Petitioners are objecting nonparty voters. They brought this proceeding pursuant to Election Law § 16-102 to invalidate petitions jointly designating candidates of the Republican Party for nomination to various countywide public offices in Livingston County and also for the party positions of delegate and alternate delegate to the Convention for the 7th Judicial District. Special Term dismissed the petition for failure to join the election commissioners as necessary parties. On appeal the Appellate Division modified to grant the petitions. It found that petitioners had standing to challenge the petitions of candidates designated for public office and that they also had standing to challenge the designations for party offices inasmuch as the designations in the joint petitions were "inextricably interwoven" and that the objections to the petitions related to and affected all of the candidates, citing Matter of McGoey v Black ( 100 A.D.2d 635, 636). It granted petitioners leave to join the Commissioners of Election as necessary parties and, on the merits, invalidated the petitions because of overstatement by 98 the number of signatures on the cover sheet which erroneously stated that the petitions contained 2,021 signatures when in fact they contained only 1,923. This overstatement cannot be said to be inconsequential ( see, Matter of Staber v Fidler, 65 N.Y.2d 529).
We take judicial notice that the population of Livingston County is less than 250,000 and, therefore, the statute requires 500 signatures to nominate (Election Law § 6-136 [2] [f]).
The general rule is that nonparty voters are aggrieved parties who may challenge designating petitions of candidates for public offices for a failure to follow the statutory requirements ( see, Matter of Langley v Erway, 30 A.D.2d 711, affd 22 N.Y.2d 781; Matter of Martin v Tutunjian, 89 A.D.2d 1034).
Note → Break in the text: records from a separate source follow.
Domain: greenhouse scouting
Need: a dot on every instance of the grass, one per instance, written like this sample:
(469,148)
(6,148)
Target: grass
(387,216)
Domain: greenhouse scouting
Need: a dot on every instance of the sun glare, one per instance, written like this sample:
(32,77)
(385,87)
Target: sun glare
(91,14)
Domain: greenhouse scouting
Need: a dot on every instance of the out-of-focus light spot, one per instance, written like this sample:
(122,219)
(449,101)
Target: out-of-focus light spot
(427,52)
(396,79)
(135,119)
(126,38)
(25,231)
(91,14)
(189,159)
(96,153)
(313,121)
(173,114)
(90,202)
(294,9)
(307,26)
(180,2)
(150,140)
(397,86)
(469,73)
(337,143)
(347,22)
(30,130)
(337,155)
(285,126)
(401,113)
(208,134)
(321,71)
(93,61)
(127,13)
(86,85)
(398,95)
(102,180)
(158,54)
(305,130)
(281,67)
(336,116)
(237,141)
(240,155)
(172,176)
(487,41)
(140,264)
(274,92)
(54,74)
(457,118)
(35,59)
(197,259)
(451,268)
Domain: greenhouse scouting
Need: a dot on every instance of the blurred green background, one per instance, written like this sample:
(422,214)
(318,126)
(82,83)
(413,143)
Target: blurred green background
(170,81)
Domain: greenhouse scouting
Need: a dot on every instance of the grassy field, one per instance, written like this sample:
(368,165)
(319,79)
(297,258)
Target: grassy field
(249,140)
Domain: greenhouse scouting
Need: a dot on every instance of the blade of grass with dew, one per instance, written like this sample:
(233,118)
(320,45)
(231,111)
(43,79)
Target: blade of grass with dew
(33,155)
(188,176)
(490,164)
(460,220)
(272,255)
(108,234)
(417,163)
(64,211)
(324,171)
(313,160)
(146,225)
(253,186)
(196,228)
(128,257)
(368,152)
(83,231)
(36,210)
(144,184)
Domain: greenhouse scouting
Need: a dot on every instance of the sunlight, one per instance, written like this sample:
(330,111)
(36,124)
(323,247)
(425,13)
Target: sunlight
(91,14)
They generally are not aggrieved parties entitled to challenge candidates for party offices or candidates designated as a result of a failure to follow party rules ( see, Election Law § 6-154; Matter of Bennett v Justin, 51 N.Y.2d 722; Matter of Stempel v Albany County Bd. of Elections, 97 A.D.2d 647, 648, affd 60 N.Y.2d 801; Matter of Wydler v Cristenfeld, 35 N.Y.2d 719; compare, Matter of Liepshutz v Palmateer, 112 A.D.2d ___, affd 65 N.Y.2d 963). Thus, petitioners had no standing to challenge the designations for the party positions of delegate and alternate delegate to the Judicial Convention and this was so notwithstanding the fact that the petitions for those party offices were joined with the petitions for various public offices ( Matter of Amalfitano v Sadowski, 51 N.Y.2d 719).
Chief Judge WACHTLER and Judges JASEN, MEYER, SIMONS, KAYE, ALEXANDER and TITONE concur.
Order modified, without costs, in accordance with the memorandum herein, and, as so modified, affirmed.